126あるループでの異変 異変の始まり
人はループを〇回という形で数えることができる。
一回、十回、百回、千回、万回、と数字を添えて表現する。
数が多い数字には、万、億、兆と数の単位をつける。では、さらに大きい数の単位を知っているか。
京、垓、秄、穣、溝、澗、正、載、極、恒河沙、阿僧祇、那由他、不可思議、無量大数
と続くそうだ。
このお話は、ある世界の無量大数をも超える数をループした世界のお話である。
それまでも、ノイズの影響であるのか、いつもと違うループの世界が再現されることはあった。
ただ、このループの回だけは、何かが違っていた。
ある日、竜真は剣術修行のため、古京を目指す。主要街道を真っ直ぐに進めばいいわけなのだが、竜真は超がつくほどの方向音痴だった。
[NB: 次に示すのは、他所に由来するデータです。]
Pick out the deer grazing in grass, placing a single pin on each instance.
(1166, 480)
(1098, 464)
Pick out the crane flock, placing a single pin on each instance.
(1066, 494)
気づけば、街道はおろか、道すらなくなり、草藪の中をかき分けている。
だが、今回は、いつもとは違うイベントが起きた。
竜真は、草藪の中をかき分けながら謎の自信をもって進むと、視界が開け、川に出た。
比較的大きな川だが、河原に大きな岩があり、そことある女性がいたのだ。
うん?女性??
川底は浅瀬だったので、竜真は岩に近づき、声をかけてみる。
「おーい、古京は行くにはどこに行けばいいんだ!?」
「・・・。」
大きな声で呼びかけるが、反応がない。川の音にかき消さされてしまったのだろうか。
もう、少し近づいて、声をかける。
「おーい、古京は行くにはどこに行けばいいんだ!?」
「・・・。ここを下流にしばらく進めば、落人村があります。」
「はぁ、ありがとうございます。助かりました。」
岩の上の女性はタツヤをジーッと見つめ、少し回答が得られるまで、時間を要した。けど、案内してくれた。まぁ、案内してくれただけでもありがたい。
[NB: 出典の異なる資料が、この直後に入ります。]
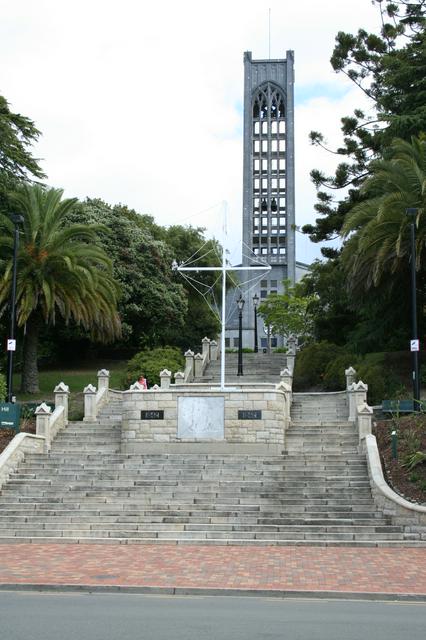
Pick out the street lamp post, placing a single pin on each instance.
(240, 303)
(255, 303)
(414, 337)
(16, 219)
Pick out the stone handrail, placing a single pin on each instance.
(413, 516)
(48, 424)
(15, 452)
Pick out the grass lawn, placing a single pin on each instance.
(75, 378)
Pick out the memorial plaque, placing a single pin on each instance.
(152, 415)
(201, 418)
(253, 414)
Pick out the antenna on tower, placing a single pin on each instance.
(269, 21)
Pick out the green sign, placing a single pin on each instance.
(10, 414)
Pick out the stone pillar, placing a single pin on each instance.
(43, 413)
(290, 362)
(89, 403)
(213, 350)
(198, 365)
(62, 392)
(357, 393)
(166, 378)
(103, 379)
(180, 376)
(350, 376)
(291, 345)
(287, 377)
(206, 349)
(189, 365)
(364, 420)
(136, 386)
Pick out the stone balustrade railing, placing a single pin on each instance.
(195, 364)
(15, 452)
(49, 423)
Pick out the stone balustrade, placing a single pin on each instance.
(15, 452)
(243, 416)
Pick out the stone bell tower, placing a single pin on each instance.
(268, 183)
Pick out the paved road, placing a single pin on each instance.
(70, 616)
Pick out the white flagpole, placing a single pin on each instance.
(222, 346)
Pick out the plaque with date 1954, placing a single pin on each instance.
(253, 414)
(152, 415)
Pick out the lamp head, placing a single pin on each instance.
(411, 211)
(240, 303)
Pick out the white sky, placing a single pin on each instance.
(141, 102)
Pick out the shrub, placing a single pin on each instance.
(374, 376)
(334, 375)
(151, 362)
(312, 362)
(3, 387)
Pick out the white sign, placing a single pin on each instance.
(201, 418)
(415, 345)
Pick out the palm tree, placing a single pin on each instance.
(378, 228)
(61, 271)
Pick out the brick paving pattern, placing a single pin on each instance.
(355, 570)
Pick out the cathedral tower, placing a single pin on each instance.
(268, 182)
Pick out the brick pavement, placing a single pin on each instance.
(304, 569)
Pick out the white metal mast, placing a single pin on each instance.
(224, 269)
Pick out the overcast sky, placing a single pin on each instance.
(141, 102)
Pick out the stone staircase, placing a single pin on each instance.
(257, 367)
(85, 490)
(320, 408)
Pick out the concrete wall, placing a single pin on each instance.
(269, 432)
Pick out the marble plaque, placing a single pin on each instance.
(250, 414)
(201, 417)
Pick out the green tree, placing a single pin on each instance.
(389, 68)
(334, 317)
(379, 242)
(17, 134)
(153, 304)
(288, 313)
(61, 272)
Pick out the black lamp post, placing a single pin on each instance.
(414, 337)
(16, 219)
(255, 303)
(240, 303)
竜真は、川を下流に向かおうとしたところで、再び、声をかけられる。
「竜真さん、覚えてないですか?」
声をかけられたことで、振り返る。
「竜真さん」と名前で呼ばれた。どこかで会ったことがあるのかと、その女性の顔をまじまじと見てしまう。
はて、こんな女性とどこかで会っただろうか。
竜真は昔のことを振り返るが、心当たりはまったくなかった。
「あの・・・すいません。何のことだか・・・。なぜ、自分の名前をご存じなのでしょう?」
「・・・そう。」
「ど、ども・・・。」
少し変わった女性だなと思うも、会話それで終わってしまった。
一応、礼儀正しく頭を下げて、お礼を表現し、その場を離れた。
その後、大きな変化はなく、ループはいつものように進行し、結果として落人村で捕まり、古京の牢獄へ投獄されることになる。
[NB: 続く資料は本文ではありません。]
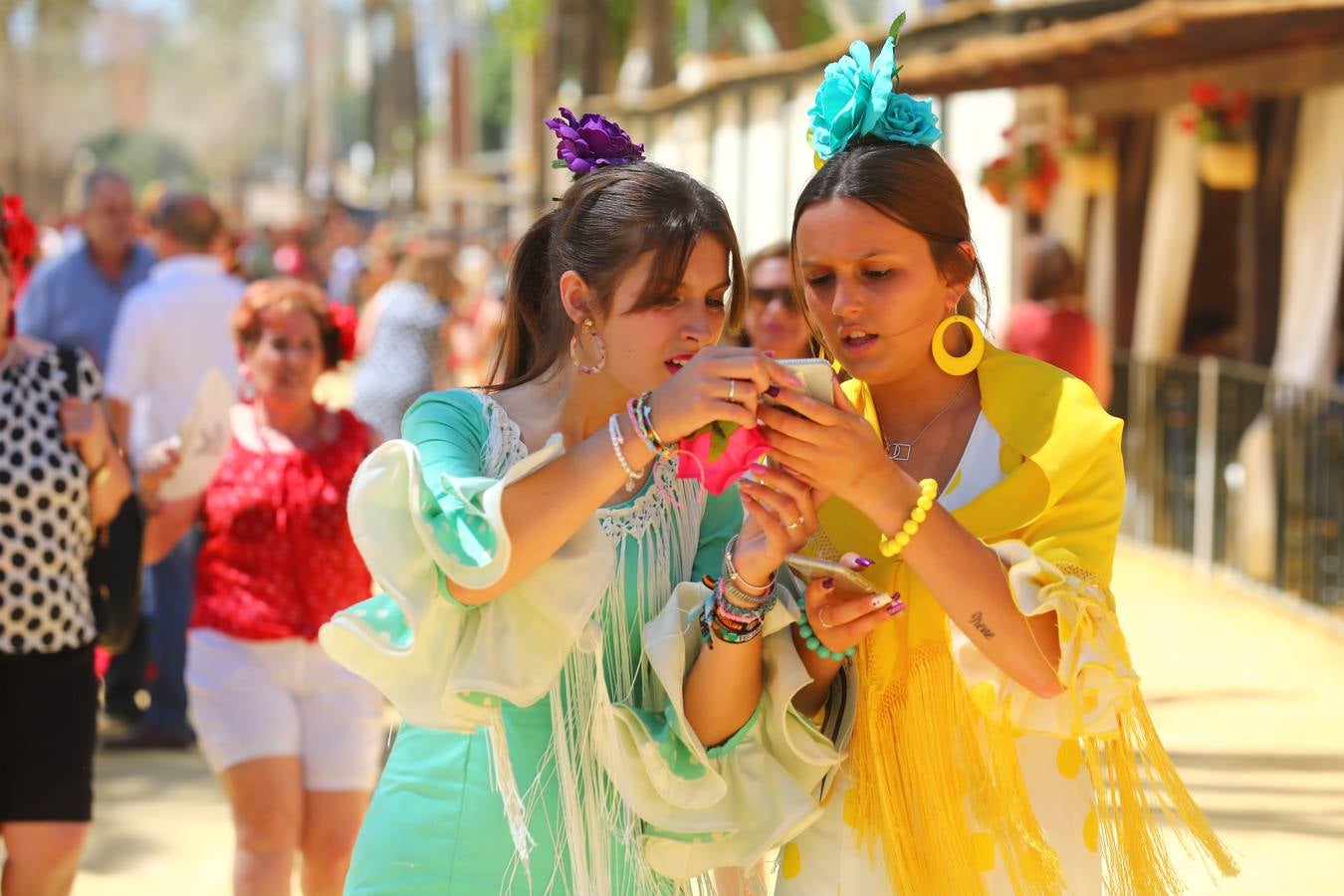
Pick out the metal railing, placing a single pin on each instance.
(1238, 469)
竜真が大東道場に来た際に、目前に掃除している若い女性と出会う。
その人こそが、古京へ出向く際に道に迷ってところを助けてくれた女性、そう天音だった。
「あ、あのときは、どうも・・・。」
という感じで多少の変化はあったが、それ以降は、めぼしい変化は今のところない。
今までも、ノイズの影響か、いつもと異なるループになることはあった。
だが、こうも大きな変化は今までになかっただろう。